Optical coherence tomography (OCT), based on low coherence interferometry, offers the unique advantage of high spatial and temporal resolution [5
]. This technique has been recently applied to perform depth-resolved measurements of blood vessel diameter, blood flow and total hemoglobin in the rat brain [6
]. In this and other works, Boas’ group move beyond surface scatter changes reported by others and demonstrate methods for three-dimensional imaging of the rat cortex and provide measurements of two dimensional blood flow that correspond with autoradiographic techniques [6
]. Several other important methods have recently been put forward, each aiming to maximize both temporal and spatial resolution at the tissue depth required for the intended application. Optical microangiography (OMAG) uses intrinsic optical scattering signals backscattered from tissue to gauge microvascular caliber, microvascular density and the changes that occur to vessels in response to physiological challenges such as hypoxia or hyperoxia [9
]. Optical frequency domain imaging (OFDI) is another technique that has emerged to investigate aspects of tissue biology requiring high spatial and temporal resolution without altering the natural state of the tissue. The combination of optical contrast with ultrasonic detection has also been successfully adopted in the form of both photoacoustic computed tomography (PACT) and photoacoustic microscopy (PAM) [10
]. These techniques use an exciting laser on tissue samples to generate thermal expansion that can be subsequently detected as an ultrasound wave. PAM was most recently used to obtain high-resolution images of living zebrafish larva [13
], an application that could be easily expanded to other animal models. Our understanding of tumor angiogenesis and morphological characteristics of growing microvascular networks has benefited [10
]. Diffuse correlation spectroscopy (DCS) has recently progressed from bench to bedside where quantitative measurements of blood flow in the human brain have been compared with multiple existing techniques including arterial spin labeled MRI, xenon-CT and Doppler ultrasound [14
]. Moving beyond the characteristics of changes in flow and morphology, the combination of hyperspectral imaging with spectral domain OCT provide information on the sheer rate on vessel walls during tumor growth [12
]. A deeper understanding of the biophysical forces involved with changing vessels could certainly prove valuable beyond a richer understanding of antiangiogenesis therapies, and would be particularly useful in understanding the pathobiology of vascular malformation diseases such as arteriovenous malformations or hereditary aneurysm syndromes. Another important aspect of imaging biological tissues is the consideration of motion. An elegant report by Chen’s group [15
] describes the use of Doppler-variance OCT whereby they perform retinal vascular imaging that is largely insensitive to bulk motion, a clear advantage for future applications to ophthalmology centered diagnosis and patient management.
Speckle-variance OCT (SV-OCT) has the capability of depth resolved three-dimensional imaging over a period of time, usually measured in seconds. The speckle pattern relies on the spatial coherence properties of the optical signal back reflected from the tissue being sampled. This endogenous contrast mechanism relies on the mathematical analysis of the dynamic speckle pattern generated by the motion of erythrocytes in the artery, vein or capillary bed. Recently, Mariampillai et al.
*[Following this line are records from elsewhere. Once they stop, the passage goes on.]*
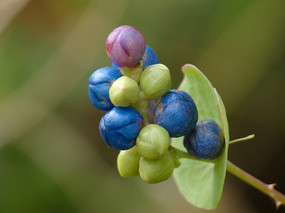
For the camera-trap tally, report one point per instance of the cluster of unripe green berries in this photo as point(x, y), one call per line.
point(144, 112)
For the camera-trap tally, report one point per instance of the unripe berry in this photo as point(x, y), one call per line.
point(205, 141)
point(100, 82)
point(124, 92)
point(125, 46)
point(156, 170)
point(128, 162)
point(149, 57)
point(176, 112)
point(152, 142)
point(120, 126)
point(155, 81)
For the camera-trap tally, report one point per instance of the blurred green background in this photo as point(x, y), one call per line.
point(52, 158)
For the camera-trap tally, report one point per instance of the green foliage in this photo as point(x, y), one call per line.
point(201, 182)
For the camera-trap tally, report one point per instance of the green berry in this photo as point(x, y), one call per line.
point(155, 81)
point(153, 141)
point(128, 163)
point(124, 92)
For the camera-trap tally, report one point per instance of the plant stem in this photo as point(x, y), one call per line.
point(242, 139)
point(267, 189)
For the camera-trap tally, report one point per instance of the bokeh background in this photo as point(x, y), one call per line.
point(52, 158)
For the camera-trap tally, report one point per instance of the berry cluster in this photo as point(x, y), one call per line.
point(143, 112)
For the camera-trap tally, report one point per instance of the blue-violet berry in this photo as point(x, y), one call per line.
point(176, 112)
point(120, 126)
point(100, 82)
point(125, 46)
point(205, 141)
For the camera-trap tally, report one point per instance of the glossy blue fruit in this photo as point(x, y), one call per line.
point(120, 126)
point(149, 57)
point(206, 141)
point(176, 112)
point(100, 82)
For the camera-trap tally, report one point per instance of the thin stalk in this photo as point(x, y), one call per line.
point(267, 189)
point(242, 139)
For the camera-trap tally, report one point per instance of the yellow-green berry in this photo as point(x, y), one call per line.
point(124, 92)
point(128, 163)
point(153, 141)
point(155, 81)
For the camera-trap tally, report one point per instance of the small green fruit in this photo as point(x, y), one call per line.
point(124, 92)
point(155, 81)
point(128, 163)
point(156, 170)
point(153, 141)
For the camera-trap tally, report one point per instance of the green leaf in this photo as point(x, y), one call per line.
point(201, 182)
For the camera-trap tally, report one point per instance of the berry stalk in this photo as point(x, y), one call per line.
point(267, 189)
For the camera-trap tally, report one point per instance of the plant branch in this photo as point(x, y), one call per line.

introduced microvascular imaging based on inter-frame speckle variance in a swept-source OCT system [16
]. This method calculates the inter-frame intensity variance of a sequence of structural images. The main advantage is its depth resolution and insensitivity to Doppler angle-dependent contrast allowing for three-dimensional imaging of microvascular networks at greater tissue depths. The obvious downside of the method is its sensitivity to bulk motion.
Here, we provide the first report of depth resolved OCT of the spinal cord using an entirely endogenous contrast mechanism taking advantage of the speckle variance approach recently described by Mariampillai [16
]. We demonstrate methods to optimize bulk motion correction and image a 3D volume of both the rat and mouse spinal cord.